Some heads up if you are using an Active/Active Array (XtremIO, VMAX, HDS and maybe more..)
Lately, I have worked with VMware about a strange support case, basically if you are using any A/A array and failing a path, the failover to the remaining paths will not always happen, this can effect not only path failover/failback but also NDU procedures etc’ where you are purposely failing paths during the storage controllers upgrades etc’
The VMware KB for this is:
and if you look under the notes section:
- Path Failover is triggered only if other paths to the LUN do not return this sense code. The device is marked as PDL after all paths to the LUN return this sense code.
A problem with this process has been identified in ESXi 6.0 where failover is not triggered when other paths to the LUN are available.
The root cause of this issue has been identified and the fix will be available in the next major release of ESXi 6.0.

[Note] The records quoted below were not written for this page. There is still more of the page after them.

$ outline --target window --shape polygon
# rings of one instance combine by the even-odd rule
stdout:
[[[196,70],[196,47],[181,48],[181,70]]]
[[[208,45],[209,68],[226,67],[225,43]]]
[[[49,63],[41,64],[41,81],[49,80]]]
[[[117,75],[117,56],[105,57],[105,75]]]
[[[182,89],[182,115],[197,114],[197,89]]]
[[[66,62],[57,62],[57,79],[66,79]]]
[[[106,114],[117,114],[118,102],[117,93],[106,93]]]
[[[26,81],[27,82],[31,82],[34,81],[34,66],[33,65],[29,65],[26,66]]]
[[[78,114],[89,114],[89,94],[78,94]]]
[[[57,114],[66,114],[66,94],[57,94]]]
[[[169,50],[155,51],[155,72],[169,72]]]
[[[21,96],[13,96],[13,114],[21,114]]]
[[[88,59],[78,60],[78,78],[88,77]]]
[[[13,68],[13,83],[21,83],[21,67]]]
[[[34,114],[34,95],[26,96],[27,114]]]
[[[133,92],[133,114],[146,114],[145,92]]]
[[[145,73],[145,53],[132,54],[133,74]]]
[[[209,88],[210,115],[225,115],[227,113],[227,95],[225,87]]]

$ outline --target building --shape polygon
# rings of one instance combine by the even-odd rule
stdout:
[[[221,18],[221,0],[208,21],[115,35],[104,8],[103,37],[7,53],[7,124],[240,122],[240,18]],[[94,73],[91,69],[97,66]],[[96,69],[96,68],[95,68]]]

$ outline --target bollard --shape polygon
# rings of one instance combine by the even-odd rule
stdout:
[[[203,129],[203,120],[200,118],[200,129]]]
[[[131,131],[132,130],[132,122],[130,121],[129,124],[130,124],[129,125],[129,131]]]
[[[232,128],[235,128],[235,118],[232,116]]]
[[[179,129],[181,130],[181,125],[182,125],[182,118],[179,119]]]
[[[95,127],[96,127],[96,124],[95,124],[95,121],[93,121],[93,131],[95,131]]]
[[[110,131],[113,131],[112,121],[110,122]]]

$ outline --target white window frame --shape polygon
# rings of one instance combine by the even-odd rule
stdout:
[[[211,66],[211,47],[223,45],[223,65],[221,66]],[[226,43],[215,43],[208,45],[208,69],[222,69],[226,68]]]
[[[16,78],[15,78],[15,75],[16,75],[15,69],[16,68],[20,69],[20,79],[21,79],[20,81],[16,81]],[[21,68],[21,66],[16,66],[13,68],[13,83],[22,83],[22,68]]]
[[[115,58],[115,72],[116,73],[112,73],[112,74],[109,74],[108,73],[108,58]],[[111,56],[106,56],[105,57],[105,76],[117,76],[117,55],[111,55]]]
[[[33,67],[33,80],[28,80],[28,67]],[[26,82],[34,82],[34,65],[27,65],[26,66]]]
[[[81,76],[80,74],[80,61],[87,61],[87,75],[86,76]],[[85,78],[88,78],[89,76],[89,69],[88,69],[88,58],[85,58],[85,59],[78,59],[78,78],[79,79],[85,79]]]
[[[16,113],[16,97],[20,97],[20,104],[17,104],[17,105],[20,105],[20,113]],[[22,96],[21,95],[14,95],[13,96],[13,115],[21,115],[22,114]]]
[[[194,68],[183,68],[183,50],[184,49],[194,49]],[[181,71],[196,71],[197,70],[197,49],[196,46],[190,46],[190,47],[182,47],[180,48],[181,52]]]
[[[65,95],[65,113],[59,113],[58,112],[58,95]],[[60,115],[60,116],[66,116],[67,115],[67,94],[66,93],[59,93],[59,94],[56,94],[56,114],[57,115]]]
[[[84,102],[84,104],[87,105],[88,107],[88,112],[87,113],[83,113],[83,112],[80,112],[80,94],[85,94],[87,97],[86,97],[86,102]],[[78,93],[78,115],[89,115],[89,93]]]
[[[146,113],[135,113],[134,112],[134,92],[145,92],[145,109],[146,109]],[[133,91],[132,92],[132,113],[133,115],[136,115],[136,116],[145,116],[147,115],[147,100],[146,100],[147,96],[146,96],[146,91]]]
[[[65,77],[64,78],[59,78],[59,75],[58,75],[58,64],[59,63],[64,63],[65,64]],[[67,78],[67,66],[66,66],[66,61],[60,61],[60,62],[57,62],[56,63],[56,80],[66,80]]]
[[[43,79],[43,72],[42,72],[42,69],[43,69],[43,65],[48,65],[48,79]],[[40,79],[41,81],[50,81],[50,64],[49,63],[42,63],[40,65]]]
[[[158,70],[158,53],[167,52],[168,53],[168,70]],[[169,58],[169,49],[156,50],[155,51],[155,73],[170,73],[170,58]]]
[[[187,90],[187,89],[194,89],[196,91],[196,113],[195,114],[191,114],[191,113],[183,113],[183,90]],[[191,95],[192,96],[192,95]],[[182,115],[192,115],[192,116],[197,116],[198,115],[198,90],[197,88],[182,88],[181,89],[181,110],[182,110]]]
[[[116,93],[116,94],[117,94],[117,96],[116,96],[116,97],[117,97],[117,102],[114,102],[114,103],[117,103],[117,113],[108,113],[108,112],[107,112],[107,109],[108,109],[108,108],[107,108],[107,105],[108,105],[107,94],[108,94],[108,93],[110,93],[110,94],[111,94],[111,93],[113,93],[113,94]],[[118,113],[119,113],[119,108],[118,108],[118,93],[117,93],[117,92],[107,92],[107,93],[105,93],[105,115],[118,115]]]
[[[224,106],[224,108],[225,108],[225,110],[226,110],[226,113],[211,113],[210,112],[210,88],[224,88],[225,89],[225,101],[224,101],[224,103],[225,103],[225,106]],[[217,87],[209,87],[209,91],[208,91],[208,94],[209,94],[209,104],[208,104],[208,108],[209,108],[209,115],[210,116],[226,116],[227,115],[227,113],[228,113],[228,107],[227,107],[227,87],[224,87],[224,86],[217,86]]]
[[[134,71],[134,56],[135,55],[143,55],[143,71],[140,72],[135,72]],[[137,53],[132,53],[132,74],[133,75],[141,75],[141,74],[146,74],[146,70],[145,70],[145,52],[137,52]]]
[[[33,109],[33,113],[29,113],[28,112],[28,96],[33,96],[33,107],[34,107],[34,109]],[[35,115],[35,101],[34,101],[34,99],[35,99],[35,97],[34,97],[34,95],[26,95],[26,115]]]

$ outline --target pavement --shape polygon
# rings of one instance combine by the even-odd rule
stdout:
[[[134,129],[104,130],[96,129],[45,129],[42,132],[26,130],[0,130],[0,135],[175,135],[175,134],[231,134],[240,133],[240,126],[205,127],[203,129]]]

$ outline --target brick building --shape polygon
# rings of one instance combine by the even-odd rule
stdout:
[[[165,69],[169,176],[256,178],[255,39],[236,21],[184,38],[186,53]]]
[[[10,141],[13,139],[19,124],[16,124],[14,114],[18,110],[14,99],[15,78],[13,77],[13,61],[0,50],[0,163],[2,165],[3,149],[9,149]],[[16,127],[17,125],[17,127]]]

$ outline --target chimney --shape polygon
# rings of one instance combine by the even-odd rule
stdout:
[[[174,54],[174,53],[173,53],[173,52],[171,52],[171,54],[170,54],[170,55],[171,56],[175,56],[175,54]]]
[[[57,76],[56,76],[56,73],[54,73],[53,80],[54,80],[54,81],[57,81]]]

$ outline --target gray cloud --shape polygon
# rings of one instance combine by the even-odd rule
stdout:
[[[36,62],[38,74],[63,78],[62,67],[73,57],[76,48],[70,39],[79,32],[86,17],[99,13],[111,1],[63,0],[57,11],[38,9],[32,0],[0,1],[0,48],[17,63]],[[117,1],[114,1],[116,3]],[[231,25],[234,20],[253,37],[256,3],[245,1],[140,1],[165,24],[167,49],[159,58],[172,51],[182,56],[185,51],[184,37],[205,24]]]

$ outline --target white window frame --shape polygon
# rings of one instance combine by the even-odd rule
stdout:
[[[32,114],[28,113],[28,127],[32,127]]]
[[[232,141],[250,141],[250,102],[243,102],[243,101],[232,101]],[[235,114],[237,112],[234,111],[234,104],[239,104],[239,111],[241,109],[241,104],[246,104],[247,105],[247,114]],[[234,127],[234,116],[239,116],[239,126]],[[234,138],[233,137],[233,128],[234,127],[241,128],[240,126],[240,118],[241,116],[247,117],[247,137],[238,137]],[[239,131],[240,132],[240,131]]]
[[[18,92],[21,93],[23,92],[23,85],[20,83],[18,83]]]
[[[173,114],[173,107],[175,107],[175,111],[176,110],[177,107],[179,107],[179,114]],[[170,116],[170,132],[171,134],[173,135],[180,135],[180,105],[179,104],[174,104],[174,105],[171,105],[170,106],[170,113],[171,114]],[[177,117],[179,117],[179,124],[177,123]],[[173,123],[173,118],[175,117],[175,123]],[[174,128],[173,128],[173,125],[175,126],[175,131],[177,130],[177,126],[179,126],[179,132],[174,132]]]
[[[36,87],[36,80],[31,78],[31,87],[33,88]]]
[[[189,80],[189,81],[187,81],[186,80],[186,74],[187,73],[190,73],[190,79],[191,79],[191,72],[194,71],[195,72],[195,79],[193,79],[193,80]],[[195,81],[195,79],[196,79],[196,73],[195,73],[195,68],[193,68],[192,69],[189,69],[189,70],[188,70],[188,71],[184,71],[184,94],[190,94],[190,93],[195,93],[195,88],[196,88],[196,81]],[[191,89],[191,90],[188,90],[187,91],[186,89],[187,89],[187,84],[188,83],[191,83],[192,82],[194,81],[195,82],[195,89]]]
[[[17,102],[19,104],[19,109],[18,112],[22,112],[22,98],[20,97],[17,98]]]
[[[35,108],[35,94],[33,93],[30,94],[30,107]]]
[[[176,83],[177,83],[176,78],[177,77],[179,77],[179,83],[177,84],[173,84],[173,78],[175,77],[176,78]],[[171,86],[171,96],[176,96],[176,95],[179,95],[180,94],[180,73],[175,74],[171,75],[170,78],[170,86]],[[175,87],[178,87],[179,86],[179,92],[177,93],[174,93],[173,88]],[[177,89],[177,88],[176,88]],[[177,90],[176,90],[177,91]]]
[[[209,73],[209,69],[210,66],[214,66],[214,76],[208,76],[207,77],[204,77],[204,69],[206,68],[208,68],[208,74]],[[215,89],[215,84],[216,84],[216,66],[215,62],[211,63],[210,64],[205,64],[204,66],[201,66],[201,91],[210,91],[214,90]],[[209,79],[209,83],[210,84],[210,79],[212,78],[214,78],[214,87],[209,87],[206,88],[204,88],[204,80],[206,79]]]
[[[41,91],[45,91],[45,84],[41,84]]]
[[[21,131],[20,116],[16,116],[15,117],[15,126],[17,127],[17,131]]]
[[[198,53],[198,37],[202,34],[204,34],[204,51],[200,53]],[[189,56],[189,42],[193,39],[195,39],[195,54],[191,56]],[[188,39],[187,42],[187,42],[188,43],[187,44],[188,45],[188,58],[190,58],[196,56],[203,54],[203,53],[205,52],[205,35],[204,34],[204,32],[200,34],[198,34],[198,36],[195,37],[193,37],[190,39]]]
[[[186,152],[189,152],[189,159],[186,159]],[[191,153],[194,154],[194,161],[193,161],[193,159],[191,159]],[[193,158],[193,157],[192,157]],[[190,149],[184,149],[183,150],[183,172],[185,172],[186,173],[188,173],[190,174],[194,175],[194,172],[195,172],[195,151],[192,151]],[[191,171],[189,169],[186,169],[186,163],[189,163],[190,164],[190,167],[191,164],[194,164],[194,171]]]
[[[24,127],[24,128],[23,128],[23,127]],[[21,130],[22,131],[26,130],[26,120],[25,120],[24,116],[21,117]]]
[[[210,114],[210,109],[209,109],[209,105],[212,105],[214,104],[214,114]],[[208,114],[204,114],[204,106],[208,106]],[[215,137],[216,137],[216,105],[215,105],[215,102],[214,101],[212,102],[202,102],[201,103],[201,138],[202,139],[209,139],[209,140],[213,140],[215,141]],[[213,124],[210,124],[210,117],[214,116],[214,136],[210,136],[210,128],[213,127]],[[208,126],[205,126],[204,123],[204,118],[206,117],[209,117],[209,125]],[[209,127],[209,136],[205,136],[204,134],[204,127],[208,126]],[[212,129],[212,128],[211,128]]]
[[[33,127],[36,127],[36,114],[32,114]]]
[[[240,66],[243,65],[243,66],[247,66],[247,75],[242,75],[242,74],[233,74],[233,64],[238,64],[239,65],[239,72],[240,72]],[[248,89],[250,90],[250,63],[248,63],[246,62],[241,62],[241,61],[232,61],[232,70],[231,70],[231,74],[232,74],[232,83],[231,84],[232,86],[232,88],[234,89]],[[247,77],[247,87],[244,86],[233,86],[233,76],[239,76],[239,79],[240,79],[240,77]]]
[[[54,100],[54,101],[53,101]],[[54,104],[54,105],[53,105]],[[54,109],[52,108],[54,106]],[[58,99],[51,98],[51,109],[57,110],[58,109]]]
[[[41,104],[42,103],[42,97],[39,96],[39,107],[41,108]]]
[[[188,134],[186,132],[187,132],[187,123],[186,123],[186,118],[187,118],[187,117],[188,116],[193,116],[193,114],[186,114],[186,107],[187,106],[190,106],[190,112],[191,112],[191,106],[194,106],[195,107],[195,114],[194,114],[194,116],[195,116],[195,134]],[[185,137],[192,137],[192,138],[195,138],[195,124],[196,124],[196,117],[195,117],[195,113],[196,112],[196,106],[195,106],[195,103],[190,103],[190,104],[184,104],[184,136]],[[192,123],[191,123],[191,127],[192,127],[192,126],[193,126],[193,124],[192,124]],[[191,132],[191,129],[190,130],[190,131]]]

If you are running ESXi 6.0 U1.x and you are affected by this issue, a hot patch is available. To obtain the patch, raise a Support Request and reference this KB article ID. For more information, see How to file a Support Request in My VMware (2006985).
2/0 0x5 0x25 0x0 – ILLEGAL REQUEST – LOGICAL UNIT NOT SUPPORTED
It’s important to understand that this is not an XtremIO issue, it’s an issue that started with vSphere 6.0 as in the 6.0 code that Is a change in the way that the ESXi sense a PDL scenario. If you are using vSphere 5.5 (and all of it’s updates) it’s all good for you.
As of today, if you are
Using vSphere 6 Update 1, you can ask VMware for a specific hotfix, you can reference the kb I mentioned above, this hotfix will not go public so you have to be specific when asking about it, why won’t it go public?
Because hotfixes are limited in their QA testing and we want to make sure that you, the customer is installing this hotfix only if you really need to, also in the upcoming version of vSphere 6, VMware will include this “fix” as part of the ESXi kernel and because of that a very rigid QA effort will be done around it.
So, if you are anxious to solve it now and using vSphere 6, just call VMware support, if you can wait a little bit more and prefer to have a fix that has gone through a more rigid QA, please wait for the upcoming vSphere 6 release.
lastly, if you are using EMC PowerPath/VE, you are not impact by this as PP/VE take ownership of the the NMP.